A noter une scène assez chargée d'émotions (si on s'attache à ces personnages) : la dialogue grand-père/petite fille de nuit avec la guerre au loin, hors-champ , se reflétant sur leurs visages suite aux explosions éblouissants des obus.
Heatmann parlait de film "Costnerien" et c'est assez vrai.
On retrouve aussi pas mal de thèmes chers à Spielberg (l'enfance, la figure du père, le passage à l'âge adulte, la guerre et encore une fois les vrais héros ne sont pas des élites ou des spécialistes ou des pros mais des gens au rang social le plus faible ou presque, ici issus du milieu rural).

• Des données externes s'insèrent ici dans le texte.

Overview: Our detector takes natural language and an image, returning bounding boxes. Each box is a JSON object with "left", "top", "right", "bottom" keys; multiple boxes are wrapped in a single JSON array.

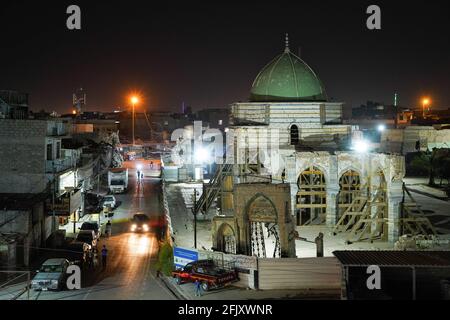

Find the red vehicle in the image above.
[{"left": 172, "top": 260, "right": 239, "bottom": 291}]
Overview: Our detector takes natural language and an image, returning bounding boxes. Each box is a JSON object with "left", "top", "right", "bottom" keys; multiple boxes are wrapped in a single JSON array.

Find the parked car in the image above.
[
  {"left": 130, "top": 213, "right": 150, "bottom": 232},
  {"left": 80, "top": 221, "right": 100, "bottom": 239},
  {"left": 102, "top": 196, "right": 116, "bottom": 209},
  {"left": 85, "top": 193, "right": 101, "bottom": 206},
  {"left": 75, "top": 230, "right": 97, "bottom": 248},
  {"left": 31, "top": 258, "right": 72, "bottom": 291}
]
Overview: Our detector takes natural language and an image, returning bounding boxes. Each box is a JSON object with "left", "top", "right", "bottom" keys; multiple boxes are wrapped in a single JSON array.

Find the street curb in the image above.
[{"left": 408, "top": 186, "right": 449, "bottom": 201}]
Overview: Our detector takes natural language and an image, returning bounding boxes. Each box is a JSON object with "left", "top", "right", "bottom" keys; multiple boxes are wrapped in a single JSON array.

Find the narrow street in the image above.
[{"left": 21, "top": 164, "right": 176, "bottom": 300}]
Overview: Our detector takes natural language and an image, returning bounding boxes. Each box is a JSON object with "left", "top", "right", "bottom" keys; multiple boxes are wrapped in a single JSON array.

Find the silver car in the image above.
[{"left": 31, "top": 258, "right": 71, "bottom": 291}]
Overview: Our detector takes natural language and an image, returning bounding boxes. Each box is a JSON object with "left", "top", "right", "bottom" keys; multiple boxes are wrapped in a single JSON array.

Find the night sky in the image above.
[{"left": 0, "top": 0, "right": 450, "bottom": 113}]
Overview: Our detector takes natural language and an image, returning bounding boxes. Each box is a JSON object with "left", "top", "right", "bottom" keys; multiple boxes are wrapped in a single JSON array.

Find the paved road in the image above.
[{"left": 14, "top": 170, "right": 176, "bottom": 300}]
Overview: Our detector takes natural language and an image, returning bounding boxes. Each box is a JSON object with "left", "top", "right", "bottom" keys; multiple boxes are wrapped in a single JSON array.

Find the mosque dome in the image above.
[{"left": 250, "top": 35, "right": 327, "bottom": 102}]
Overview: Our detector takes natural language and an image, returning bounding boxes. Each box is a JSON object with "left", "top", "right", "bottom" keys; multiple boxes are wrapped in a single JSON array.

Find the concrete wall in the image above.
[
  {"left": 234, "top": 183, "right": 295, "bottom": 257},
  {"left": 380, "top": 126, "right": 450, "bottom": 154},
  {"left": 258, "top": 257, "right": 341, "bottom": 293},
  {"left": 0, "top": 120, "right": 47, "bottom": 193},
  {"left": 231, "top": 102, "right": 342, "bottom": 125}
]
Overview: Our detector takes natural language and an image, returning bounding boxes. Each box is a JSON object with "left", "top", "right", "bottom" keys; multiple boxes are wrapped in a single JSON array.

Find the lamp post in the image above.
[
  {"left": 192, "top": 188, "right": 197, "bottom": 249},
  {"left": 422, "top": 98, "right": 430, "bottom": 119},
  {"left": 131, "top": 96, "right": 139, "bottom": 146}
]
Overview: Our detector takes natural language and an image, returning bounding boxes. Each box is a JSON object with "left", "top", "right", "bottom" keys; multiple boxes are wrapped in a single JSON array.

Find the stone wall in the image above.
[
  {"left": 234, "top": 183, "right": 295, "bottom": 257},
  {"left": 0, "top": 120, "right": 47, "bottom": 193},
  {"left": 380, "top": 126, "right": 450, "bottom": 154}
]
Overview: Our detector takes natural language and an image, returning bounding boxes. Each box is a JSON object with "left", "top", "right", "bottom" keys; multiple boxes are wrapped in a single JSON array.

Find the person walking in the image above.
[
  {"left": 195, "top": 280, "right": 202, "bottom": 297},
  {"left": 105, "top": 220, "right": 112, "bottom": 238},
  {"left": 88, "top": 249, "right": 94, "bottom": 269},
  {"left": 102, "top": 245, "right": 108, "bottom": 270}
]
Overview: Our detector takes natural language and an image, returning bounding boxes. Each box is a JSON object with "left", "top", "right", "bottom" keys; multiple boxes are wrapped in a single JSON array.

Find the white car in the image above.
[
  {"left": 102, "top": 196, "right": 116, "bottom": 209},
  {"left": 31, "top": 258, "right": 71, "bottom": 291}
]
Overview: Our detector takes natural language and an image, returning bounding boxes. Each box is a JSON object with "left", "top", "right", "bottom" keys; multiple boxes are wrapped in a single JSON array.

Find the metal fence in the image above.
[{"left": 0, "top": 270, "right": 31, "bottom": 300}]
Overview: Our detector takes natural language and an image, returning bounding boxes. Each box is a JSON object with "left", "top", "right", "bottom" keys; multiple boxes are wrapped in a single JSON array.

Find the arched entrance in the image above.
[
  {"left": 290, "top": 124, "right": 299, "bottom": 146},
  {"left": 217, "top": 223, "right": 236, "bottom": 254},
  {"left": 296, "top": 166, "right": 327, "bottom": 226},
  {"left": 247, "top": 195, "right": 281, "bottom": 258},
  {"left": 338, "top": 170, "right": 361, "bottom": 218},
  {"left": 370, "top": 170, "right": 388, "bottom": 240}
]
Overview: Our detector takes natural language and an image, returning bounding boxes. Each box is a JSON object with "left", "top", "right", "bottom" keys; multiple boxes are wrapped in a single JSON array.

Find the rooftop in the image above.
[{"left": 333, "top": 250, "right": 450, "bottom": 267}]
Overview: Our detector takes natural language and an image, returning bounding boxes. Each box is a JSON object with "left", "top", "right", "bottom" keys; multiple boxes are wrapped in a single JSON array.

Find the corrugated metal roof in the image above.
[{"left": 333, "top": 250, "right": 450, "bottom": 267}]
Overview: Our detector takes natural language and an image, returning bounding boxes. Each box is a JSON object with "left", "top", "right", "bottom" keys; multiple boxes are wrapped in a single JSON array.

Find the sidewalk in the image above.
[
  {"left": 164, "top": 183, "right": 212, "bottom": 250},
  {"left": 404, "top": 177, "right": 449, "bottom": 200},
  {"left": 165, "top": 277, "right": 341, "bottom": 300}
]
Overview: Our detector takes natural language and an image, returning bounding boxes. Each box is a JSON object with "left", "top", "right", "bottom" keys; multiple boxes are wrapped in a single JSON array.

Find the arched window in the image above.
[{"left": 291, "top": 124, "right": 298, "bottom": 146}]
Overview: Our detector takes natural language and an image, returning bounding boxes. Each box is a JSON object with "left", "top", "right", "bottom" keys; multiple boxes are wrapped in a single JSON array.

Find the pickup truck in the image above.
[
  {"left": 172, "top": 260, "right": 239, "bottom": 291},
  {"left": 108, "top": 168, "right": 128, "bottom": 193}
]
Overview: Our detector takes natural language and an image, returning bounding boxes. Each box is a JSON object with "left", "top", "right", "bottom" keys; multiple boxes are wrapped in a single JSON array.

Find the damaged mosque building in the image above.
[{"left": 172, "top": 36, "right": 432, "bottom": 257}]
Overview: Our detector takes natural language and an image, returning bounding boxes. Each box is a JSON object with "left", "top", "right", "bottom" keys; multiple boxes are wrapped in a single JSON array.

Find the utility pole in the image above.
[
  {"left": 192, "top": 188, "right": 197, "bottom": 249},
  {"left": 131, "top": 100, "right": 135, "bottom": 146},
  {"left": 52, "top": 161, "right": 56, "bottom": 245}
]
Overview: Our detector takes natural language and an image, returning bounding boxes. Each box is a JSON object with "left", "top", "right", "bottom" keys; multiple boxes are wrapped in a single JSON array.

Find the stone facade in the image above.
[
  {"left": 380, "top": 126, "right": 450, "bottom": 155},
  {"left": 213, "top": 183, "right": 295, "bottom": 257}
]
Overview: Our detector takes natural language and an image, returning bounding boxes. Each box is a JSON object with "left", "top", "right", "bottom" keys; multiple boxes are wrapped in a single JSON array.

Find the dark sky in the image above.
[{"left": 0, "top": 0, "right": 450, "bottom": 112}]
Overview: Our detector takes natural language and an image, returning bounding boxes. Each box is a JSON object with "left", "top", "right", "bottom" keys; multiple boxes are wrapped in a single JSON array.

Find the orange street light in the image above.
[
  {"left": 422, "top": 98, "right": 431, "bottom": 118},
  {"left": 130, "top": 96, "right": 139, "bottom": 104},
  {"left": 130, "top": 95, "right": 139, "bottom": 146}
]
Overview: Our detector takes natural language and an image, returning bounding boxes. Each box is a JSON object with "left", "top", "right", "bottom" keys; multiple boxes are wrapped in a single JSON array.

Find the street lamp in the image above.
[
  {"left": 422, "top": 98, "right": 431, "bottom": 119},
  {"left": 130, "top": 95, "right": 139, "bottom": 146},
  {"left": 352, "top": 139, "right": 369, "bottom": 153}
]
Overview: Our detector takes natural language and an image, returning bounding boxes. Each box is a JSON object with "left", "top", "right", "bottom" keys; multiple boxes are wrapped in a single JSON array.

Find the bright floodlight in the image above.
[
  {"left": 131, "top": 96, "right": 139, "bottom": 104},
  {"left": 352, "top": 140, "right": 369, "bottom": 153},
  {"left": 195, "top": 147, "right": 209, "bottom": 163}
]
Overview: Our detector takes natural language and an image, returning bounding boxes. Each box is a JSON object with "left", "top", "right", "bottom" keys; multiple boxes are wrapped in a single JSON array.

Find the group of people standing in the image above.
[{"left": 85, "top": 221, "right": 112, "bottom": 270}]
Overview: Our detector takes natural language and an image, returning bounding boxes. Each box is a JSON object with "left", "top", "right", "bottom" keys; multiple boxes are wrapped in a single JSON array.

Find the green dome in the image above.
[{"left": 250, "top": 40, "right": 327, "bottom": 102}]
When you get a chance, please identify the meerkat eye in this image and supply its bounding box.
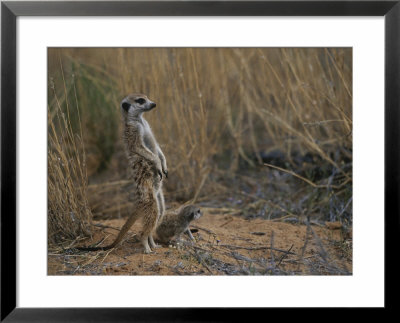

On pourra reprocher ce manque de profondeur des personnages et cet excellent casting sous-exploité mais au-delà de tout ça c'est un grand film faussement tout public mais porteur d'espoir, comme toujours chez Spielberg qui n'oublie pas de nous laisser un goût amer vu la route empruntée par ses personnages pour en arrivée au coucher de soleil final. (à noter la mort du meilleur ami du héros vite zappée et sur laquelle le cinéaste n’insiste pas brillante idée, bonne discrétion qui permet de ne pas se taper le genre de scène lourde et vu 15 000 fois avant : de plus le coup du gaz en tue un et rend l'autre aveugle : le fait de ne pas voir la suite est logique puisque cela colle avec la cécité momentanée du personnage).